What gives you the courage?
As for me, I have a long history of freezing when up against situations very much less dire than what faced David. I feel scared, overwhelmed, and even skillful responses that are in my repertoire disappear like water down a drain. This shutting down experience is one of the motivators for delving into the issues and dynamics of power. Over time I’ve learned things. I’ve learned that power, as the ability to have an effect or to have influence, is not bad or to be avoided. It is, instead, essential for bringing forth what you have to offer.

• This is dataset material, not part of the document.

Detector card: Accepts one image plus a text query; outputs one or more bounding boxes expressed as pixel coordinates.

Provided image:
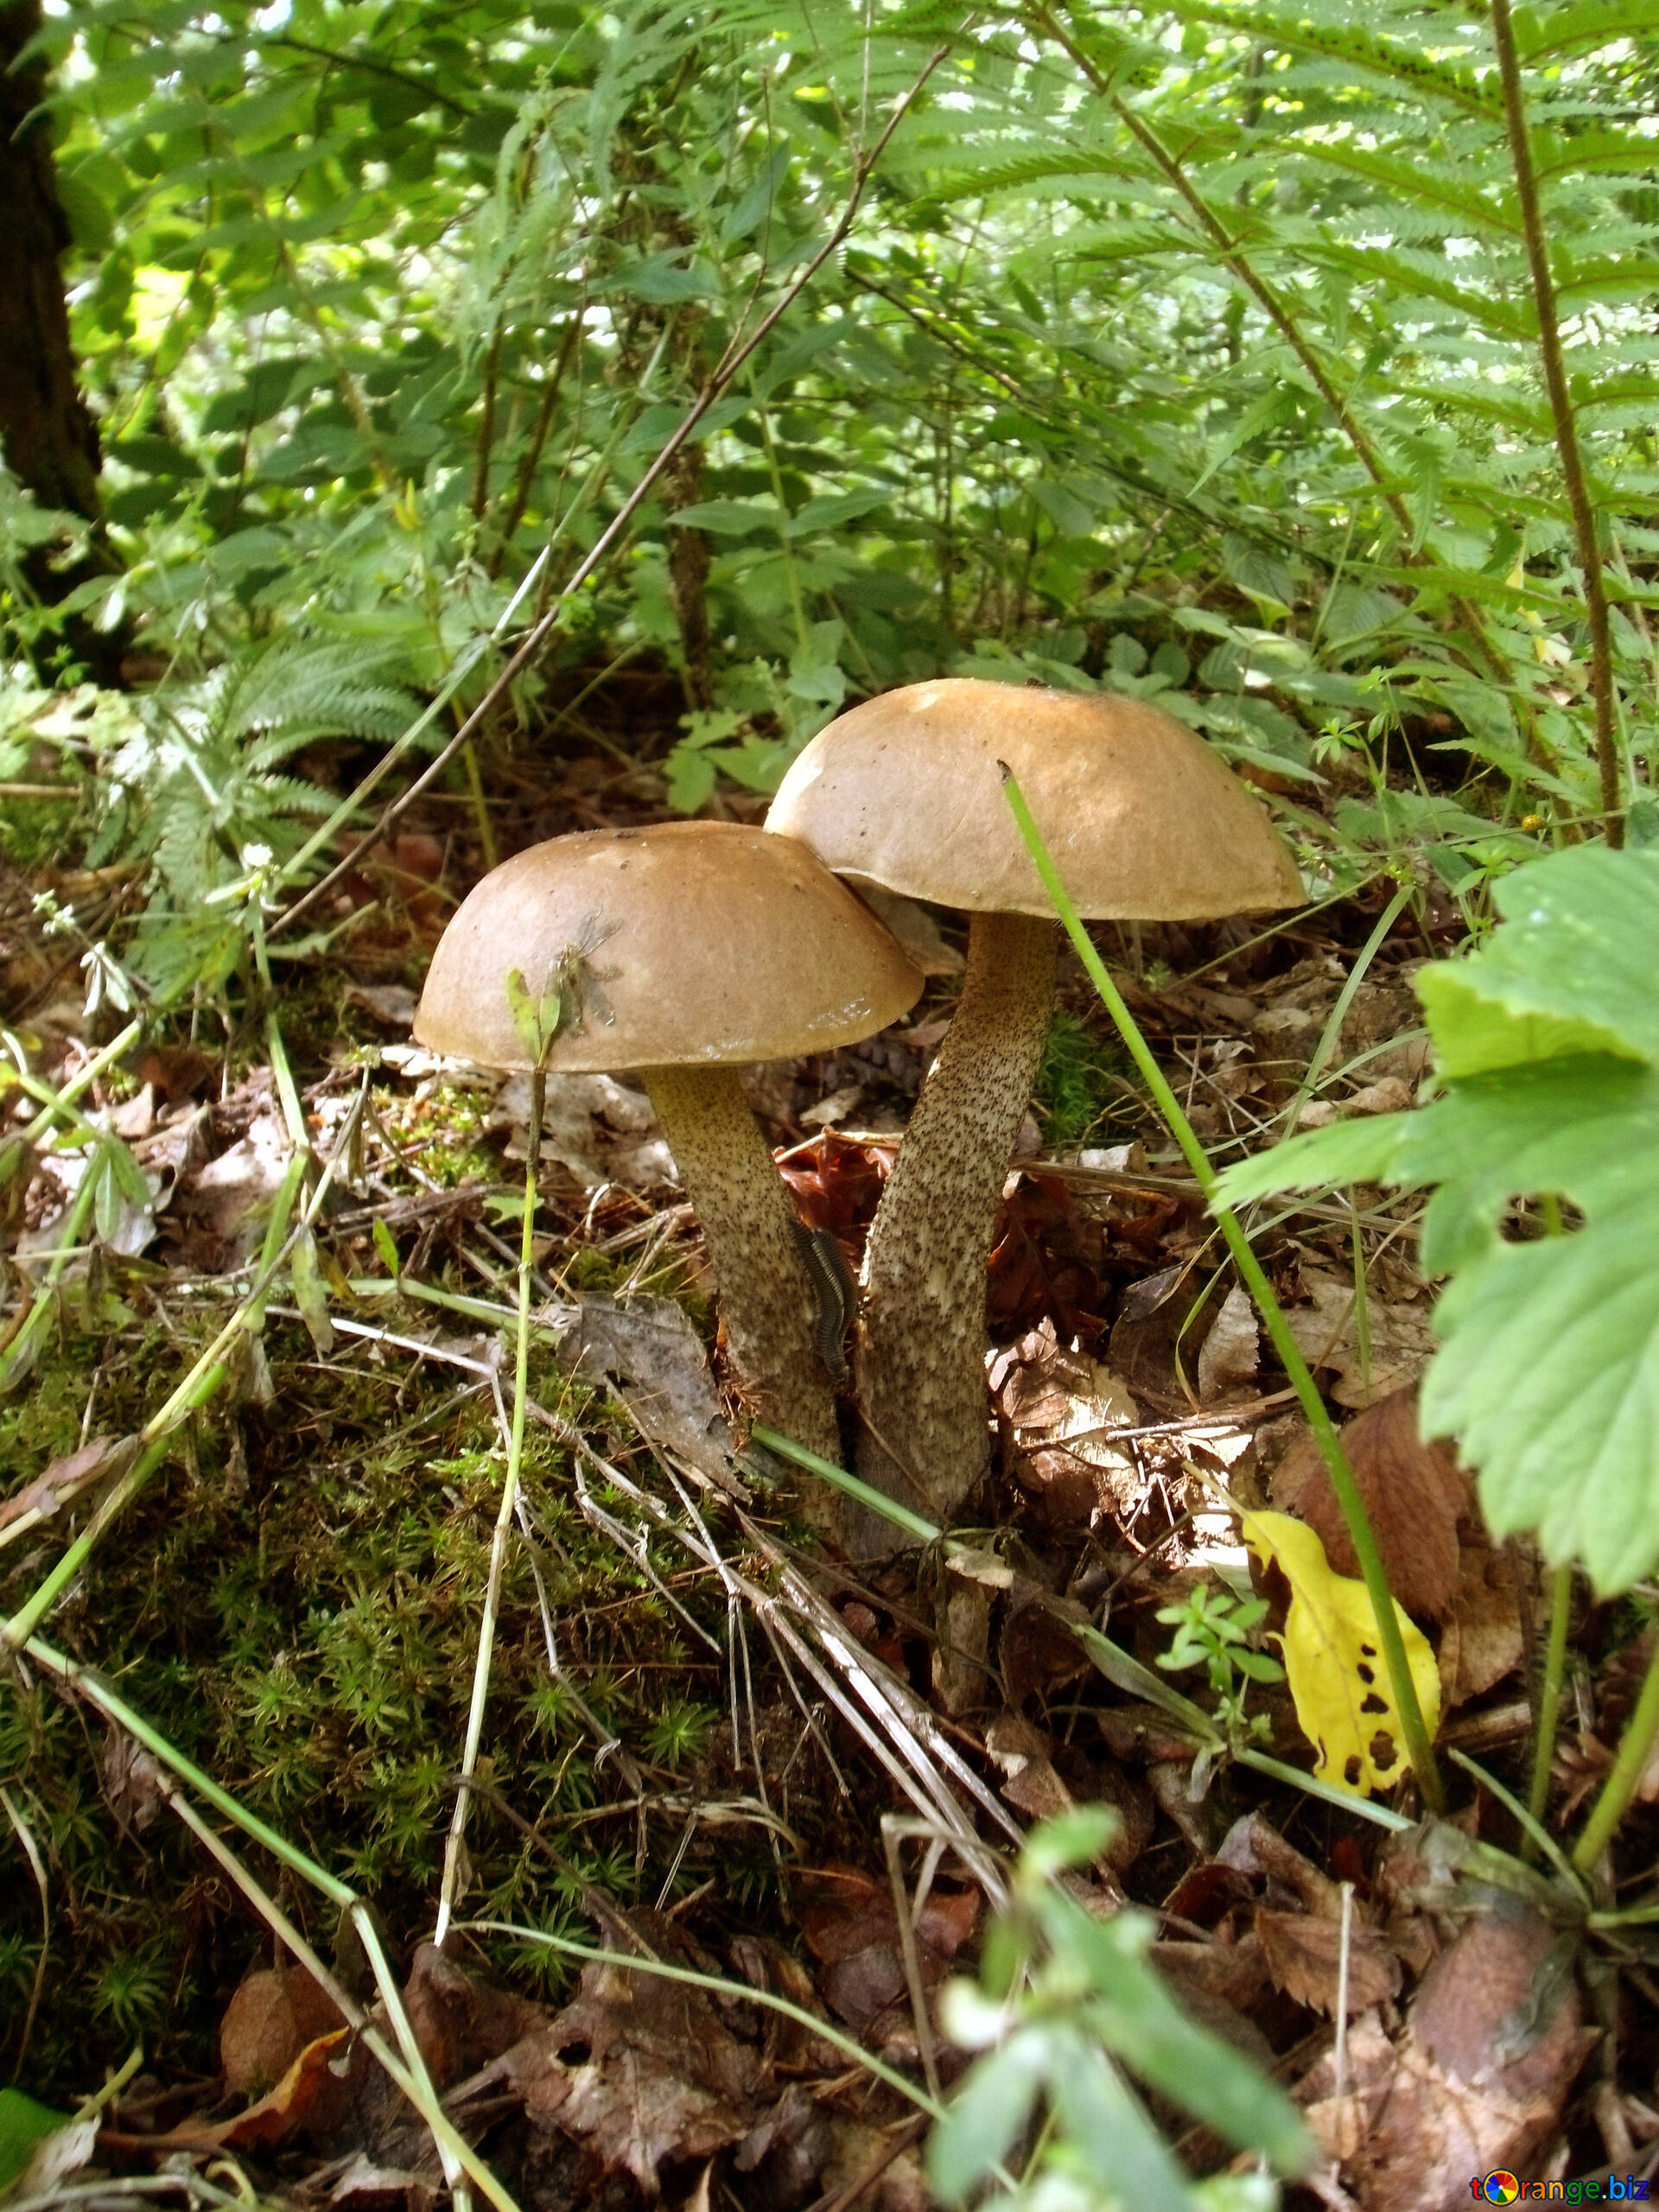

Power can be used wisely and well or it can be used to cause egregious harm. The news is full of the later and a poor representative and advocate of the former. Of course, to be used wisely and well, one must actually acknowledge or “own” whatever personal power you have and positional power you have when you have it. Not owning the power that is yours is in itself a misuse of power and causes harm, often particularly dangerous because it can be subtle and unintended. I’ve learned that power, once owned, has understandable dynamics that can be skillfully used and/or avoided in difficult situations. I’ve learned that using power for good brings emotional pleasure and satisfaction for the power-user and support and dignity to those who are affected. And lastly, I’ve learned that you don’t have to choose between power as strength and power as heart. You can use them together. This is what I call “power with heart.” David, with his heart in his eyes was doing what had to be done in the moment. As we develop more wisdom about how to own and use power, we will learn more and more ways to be effective with less and less harm and more possibilities for using power for the good of all.
What gives me courage? Some combination of owning my power, hard-earned skills, simply growing older and having more experience, my passion for and belief in goodness, and my ability to be compassionate, clear and strong.